Non è difficile concordare sulla prima affermazione, non tanto perché ci inorgoglisce e stuzzica la nostra vanità, quanto piuttosto perché dalle tombe fenicie ai templi e ai teatri greci, dagli esempi di arte bizantina a quella normanna, è tutto un esempio di tale concentrazione di storia, che è non soltanto l'alba della storia italiana ed europea, ma anche di tutta la storia occidentale, senza la quale anche quella orientale, pur grande, non avrebbe avuto lo sviluppo che la rende oggi in grado di rivaleggiare con quella occidentale. Questa è la Sicilia! A dimenticarlo sono purtroppo i Siciliani stessi.
La seconda riflessione ci viene in aiuto per capire perché accade che i Siciliani soffrano di questa amnesia del loro orgoglioso passato. Essa, infatti, ci indica che noi siciliani viviamo il tempo a modo nostro. Viviamo senza fretta e consideriamo il tempo passato come già morto, quindi incapace di farci riflettere sulle esperienze del passato, per trarne insegnamento. Questo modo di vivere il passato ci rende più simili a bambini spensierati, invece che a uomini maturi.
Non pensiamo neppure a costruire un futuro, convinti che esso sarà come il destino vorrà e non come noi dovremmo e potremmo costruirlo. Per conseguenza viviamo lo stesso presente con disattenzione e improvvisando, convinti che esso non ci serve per creare il futuro.
Cefalù è una città della Sicilia e i suoi abitanti, orgogliosi della loro cefalutanità, sono pur sempre siciliani. Lo dimostra anche il loro modo di vivere il tempo. Non daranno mai, per esempio, un orario preciso per un appuntamento, ma diranno “ci si vede verso le..”, che potranno essere qualunque ora dopo quell'ora e forse mai; sono pronti a dimenticare non soltanto il lontano passato, quand'anche fosse glorioso, ma anche quello recente; sono così dimentichi di questo passato recente, da ridare fiducia a quei candidati, che per cinque anni hanno aspramente criticato.
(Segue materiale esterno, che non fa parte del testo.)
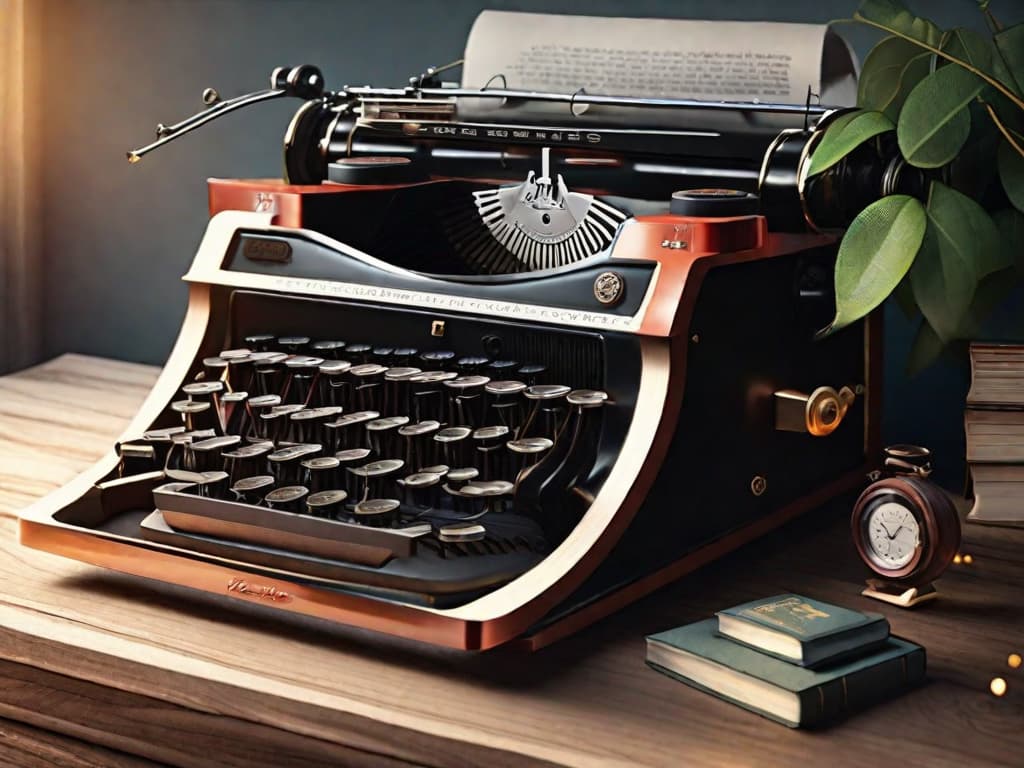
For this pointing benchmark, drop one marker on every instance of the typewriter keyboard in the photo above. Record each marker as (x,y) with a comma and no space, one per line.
(431,472)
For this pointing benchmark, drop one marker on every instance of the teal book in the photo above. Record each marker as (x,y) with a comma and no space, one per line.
(797,696)
(802,631)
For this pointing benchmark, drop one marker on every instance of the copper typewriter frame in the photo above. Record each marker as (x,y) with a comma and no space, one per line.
(509,611)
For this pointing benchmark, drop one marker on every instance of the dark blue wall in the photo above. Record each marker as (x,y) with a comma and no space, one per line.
(118,238)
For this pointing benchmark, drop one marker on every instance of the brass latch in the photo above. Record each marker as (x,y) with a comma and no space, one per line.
(818,413)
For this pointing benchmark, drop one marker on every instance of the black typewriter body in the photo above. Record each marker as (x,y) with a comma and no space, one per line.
(375,415)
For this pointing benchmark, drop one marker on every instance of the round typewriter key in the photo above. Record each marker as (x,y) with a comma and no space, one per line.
(461,532)
(327,504)
(531,372)
(587,397)
(321,473)
(328,349)
(377,512)
(260,342)
(251,489)
(287,499)
(358,352)
(293,344)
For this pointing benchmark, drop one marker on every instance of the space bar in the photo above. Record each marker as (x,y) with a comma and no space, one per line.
(263,526)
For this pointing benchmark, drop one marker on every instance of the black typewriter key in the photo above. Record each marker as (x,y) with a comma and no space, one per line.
(329,350)
(368,380)
(288,499)
(471,365)
(136,458)
(207,455)
(348,431)
(247,461)
(347,460)
(531,373)
(251,489)
(404,355)
(453,441)
(235,413)
(489,443)
(198,415)
(428,394)
(260,342)
(465,395)
(301,371)
(215,368)
(358,353)
(257,407)
(275,422)
(377,476)
(293,344)
(437,357)
(419,442)
(161,441)
(286,463)
(321,473)
(332,384)
(548,415)
(268,373)
(420,487)
(396,389)
(327,504)
(377,512)
(382,434)
(309,425)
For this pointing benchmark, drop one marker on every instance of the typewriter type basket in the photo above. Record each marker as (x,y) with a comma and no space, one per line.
(687,463)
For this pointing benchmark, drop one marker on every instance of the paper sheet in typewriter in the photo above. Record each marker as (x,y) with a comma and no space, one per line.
(657,57)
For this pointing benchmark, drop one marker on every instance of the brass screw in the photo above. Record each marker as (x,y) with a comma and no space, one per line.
(758,485)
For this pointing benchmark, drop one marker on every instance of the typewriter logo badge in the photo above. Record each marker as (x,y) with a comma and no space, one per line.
(242,587)
(608,288)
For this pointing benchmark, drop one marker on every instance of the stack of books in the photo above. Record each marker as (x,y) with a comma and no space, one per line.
(796,660)
(994,426)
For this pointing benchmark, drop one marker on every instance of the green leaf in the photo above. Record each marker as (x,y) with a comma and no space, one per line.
(935,122)
(1010,224)
(890,72)
(1011,165)
(926,349)
(877,251)
(842,138)
(895,17)
(1010,44)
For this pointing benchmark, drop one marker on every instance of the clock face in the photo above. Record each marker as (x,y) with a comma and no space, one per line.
(893,535)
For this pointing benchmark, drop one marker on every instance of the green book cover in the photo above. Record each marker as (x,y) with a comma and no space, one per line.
(803,631)
(795,695)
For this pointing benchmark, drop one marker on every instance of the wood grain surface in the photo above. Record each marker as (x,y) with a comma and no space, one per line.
(188,679)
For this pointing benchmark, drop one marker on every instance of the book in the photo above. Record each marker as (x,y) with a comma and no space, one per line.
(794,695)
(994,436)
(802,631)
(996,375)
(998,494)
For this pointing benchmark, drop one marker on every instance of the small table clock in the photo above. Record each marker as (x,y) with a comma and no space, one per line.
(905,528)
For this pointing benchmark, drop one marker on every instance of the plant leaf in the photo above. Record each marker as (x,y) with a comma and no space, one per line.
(1010,224)
(894,16)
(1011,165)
(877,251)
(892,69)
(935,122)
(841,139)
(1010,44)
(926,349)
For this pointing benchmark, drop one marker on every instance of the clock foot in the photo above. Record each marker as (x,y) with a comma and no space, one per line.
(895,594)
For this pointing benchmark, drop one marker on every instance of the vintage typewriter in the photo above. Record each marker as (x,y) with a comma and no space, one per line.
(469,381)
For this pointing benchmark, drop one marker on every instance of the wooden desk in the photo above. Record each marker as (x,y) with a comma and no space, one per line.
(127,672)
Da questa maniera siciliana di vivere il tempo sono derivati tanti problemi, che infine sono sfociati nella triste situazione attuale della Sicilia e di Cefalù. Non essendo artefici del loro futuro, essi ormai da anni si affidano ai politici, che a ogni tornata elettorale ne promettono uno radioso, che però si riduce a essere soltanto il loro ricco e immeritato avvenire. Agli altri, invece, viene riservato un futuro di stenti. E più i cittadini vivono fra gli stenti, più sono clienti in mano ai politici. Politici, che si sono inventati il lavoro precario, che altro non è, se non un precario presente senza futuro. Questo è stato possibile soltanto perché i Siciliani hanno il loro strano modo di vivere il tempo; un modo di pensare soltanto all'oggi e a non preoccuparsi del domani. Non per nulla, in Sicilia regna incontrastato l'adagio: pensa a oggi, a domani pensa Dio.